Die zehn Punkte für PROTEST THE HEROS letztes Werk „Scurillous“ sind auch aus heutiger Sicht noch vollkommen gerechtfertigt, weil die Kanadier mit besagtem Album einen Meilenstein des modernen progressiven Metal fabriziert haben. Eine Vorlage, an der sich auch schon größere Bands die Zähne ausgebissen haben, wenn es darum ging, mit dem Nachfolger zumindest nicht vollkommen baden zu gehen. Die Bedenken (sofern es sie gab) sind aber weitestgehend unberechtigt. „Volition“, das die Band durch Crowdfunding mit überragendem Erfolg finanziert hat, ist ein würdiger Nachfolger des übergroßen Vorgängers. Auch unter Berücksichtigung des ausbleibenden Überraschungseffekts und obwohl die Band im wesentlichen exakt am etablierten Stil festhält, ist auch „Volition“ eine Demonstration grandiosen Songwritings, dessen technischer Anspruch mit einer gewissen Flegelhaftigkeit konkurriert, vor allem dann, wenn Rody Walker seine Melodien scheinbar willkürlich über das komplexe instrumentale Fundament legt.

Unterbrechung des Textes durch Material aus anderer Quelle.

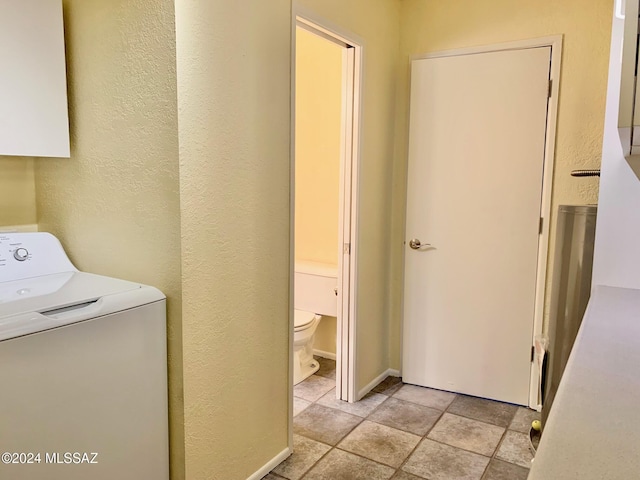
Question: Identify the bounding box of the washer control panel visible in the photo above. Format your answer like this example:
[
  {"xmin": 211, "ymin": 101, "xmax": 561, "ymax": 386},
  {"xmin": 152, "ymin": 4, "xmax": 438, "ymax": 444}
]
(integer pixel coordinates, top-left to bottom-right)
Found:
[
  {"xmin": 13, "ymin": 247, "xmax": 29, "ymax": 262},
  {"xmin": 0, "ymin": 232, "xmax": 77, "ymax": 282}
]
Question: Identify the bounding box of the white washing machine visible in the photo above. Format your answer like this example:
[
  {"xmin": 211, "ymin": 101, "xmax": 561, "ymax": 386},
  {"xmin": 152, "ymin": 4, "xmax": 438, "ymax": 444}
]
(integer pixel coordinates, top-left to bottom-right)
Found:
[{"xmin": 0, "ymin": 233, "xmax": 169, "ymax": 480}]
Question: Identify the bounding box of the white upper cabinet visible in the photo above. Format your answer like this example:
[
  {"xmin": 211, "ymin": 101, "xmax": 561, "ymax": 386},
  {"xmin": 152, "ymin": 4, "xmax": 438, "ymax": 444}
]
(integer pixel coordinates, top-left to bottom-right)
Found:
[{"xmin": 0, "ymin": 0, "xmax": 69, "ymax": 157}]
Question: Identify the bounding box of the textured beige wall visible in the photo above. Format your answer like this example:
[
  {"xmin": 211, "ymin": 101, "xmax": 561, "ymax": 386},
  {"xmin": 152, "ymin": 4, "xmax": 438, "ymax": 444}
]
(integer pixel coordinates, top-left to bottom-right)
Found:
[
  {"xmin": 295, "ymin": 0, "xmax": 404, "ymax": 390},
  {"xmin": 389, "ymin": 0, "xmax": 612, "ymax": 368},
  {"xmin": 176, "ymin": 0, "xmax": 291, "ymax": 480},
  {"xmin": 0, "ymin": 156, "xmax": 37, "ymax": 226},
  {"xmin": 295, "ymin": 27, "xmax": 342, "ymax": 265},
  {"xmin": 36, "ymin": 0, "xmax": 184, "ymax": 480}
]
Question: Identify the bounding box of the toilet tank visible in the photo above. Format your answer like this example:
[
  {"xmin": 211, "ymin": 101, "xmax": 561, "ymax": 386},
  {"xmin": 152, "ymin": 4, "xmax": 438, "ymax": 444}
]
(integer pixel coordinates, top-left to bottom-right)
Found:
[{"xmin": 293, "ymin": 261, "xmax": 338, "ymax": 317}]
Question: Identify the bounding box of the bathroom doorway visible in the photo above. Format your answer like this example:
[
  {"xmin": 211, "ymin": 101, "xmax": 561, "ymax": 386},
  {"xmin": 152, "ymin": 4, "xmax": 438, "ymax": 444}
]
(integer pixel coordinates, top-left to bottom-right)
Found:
[{"xmin": 291, "ymin": 13, "xmax": 362, "ymax": 402}]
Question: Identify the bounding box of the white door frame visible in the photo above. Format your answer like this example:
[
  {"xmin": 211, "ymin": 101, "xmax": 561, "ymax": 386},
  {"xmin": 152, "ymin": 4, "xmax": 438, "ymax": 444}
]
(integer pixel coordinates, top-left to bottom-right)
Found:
[
  {"xmin": 290, "ymin": 6, "xmax": 363, "ymax": 402},
  {"xmin": 411, "ymin": 35, "xmax": 563, "ymax": 411}
]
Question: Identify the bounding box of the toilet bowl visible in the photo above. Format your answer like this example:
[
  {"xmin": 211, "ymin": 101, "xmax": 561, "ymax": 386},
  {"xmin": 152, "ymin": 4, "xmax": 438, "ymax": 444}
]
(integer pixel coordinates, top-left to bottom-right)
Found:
[
  {"xmin": 293, "ymin": 310, "xmax": 322, "ymax": 385},
  {"xmin": 293, "ymin": 262, "xmax": 338, "ymax": 385}
]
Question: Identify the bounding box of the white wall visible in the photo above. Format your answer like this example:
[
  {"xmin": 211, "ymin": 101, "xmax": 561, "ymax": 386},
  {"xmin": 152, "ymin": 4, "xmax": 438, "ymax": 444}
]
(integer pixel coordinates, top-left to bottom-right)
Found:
[{"xmin": 592, "ymin": 17, "xmax": 640, "ymax": 288}]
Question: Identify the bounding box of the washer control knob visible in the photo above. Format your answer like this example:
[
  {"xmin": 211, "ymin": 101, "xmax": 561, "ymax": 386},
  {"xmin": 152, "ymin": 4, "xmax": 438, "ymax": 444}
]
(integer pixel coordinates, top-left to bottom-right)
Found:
[{"xmin": 13, "ymin": 248, "xmax": 29, "ymax": 262}]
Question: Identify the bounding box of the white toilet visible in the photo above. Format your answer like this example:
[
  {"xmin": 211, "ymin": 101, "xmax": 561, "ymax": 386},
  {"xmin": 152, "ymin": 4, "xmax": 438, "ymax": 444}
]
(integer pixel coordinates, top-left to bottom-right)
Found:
[{"xmin": 293, "ymin": 262, "xmax": 338, "ymax": 385}]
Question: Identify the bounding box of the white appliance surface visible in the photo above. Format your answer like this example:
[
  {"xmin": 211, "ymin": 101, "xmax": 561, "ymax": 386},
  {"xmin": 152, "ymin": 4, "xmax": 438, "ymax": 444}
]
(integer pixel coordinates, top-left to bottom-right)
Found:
[{"xmin": 0, "ymin": 233, "xmax": 169, "ymax": 480}]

LAMB OF GOD-Drummer Chris Adler, der für die Aufnahmen mal eben aushalf, ist einer von vielleicht zehn Schlagzeugern auf der Welt, die überhaupt als Option in Frage kommen. Wie viele andere kann man mal eben ins Studio einladen und davon ausgehen, dass sie die Songs einer Band wie PROTEST THE HERO sozusagen im vorbei gehen einspielen? Eben. Sein Drumming auf „Volition“ ist von den Anlagen her typisch, klingt aber anders als bei seiner Stammband, was sicherlich vor Allem auf den unterschiedlichen produktionstechnischen Ansatz zurückzuführen ist. Der instrumentale Unterbau ist auch weiterhin der einer Progressive Metal-Band, wobei wir hier von technisch versierten Künstlern wie WATCHTOWER oder diversen Death Metal-Bands sprechen. Dass „Volition“ kein Death Metal-Album ist, liegt auf der Hand, der vor Allem das melodische Element der Musik extrem vom Gesang getragen wird. Rody verwendet diesmal wieder öfter einige Screams und Growls als zuvor, was er sich für meinen Geschmack durchaus hätte sparen können, ansonsten regiert hier aber wieder der ADHS-Hookline-Overkill, der den Zugang zum komplexen Material nach dem ersten Hören sozusagen unmöglich macht.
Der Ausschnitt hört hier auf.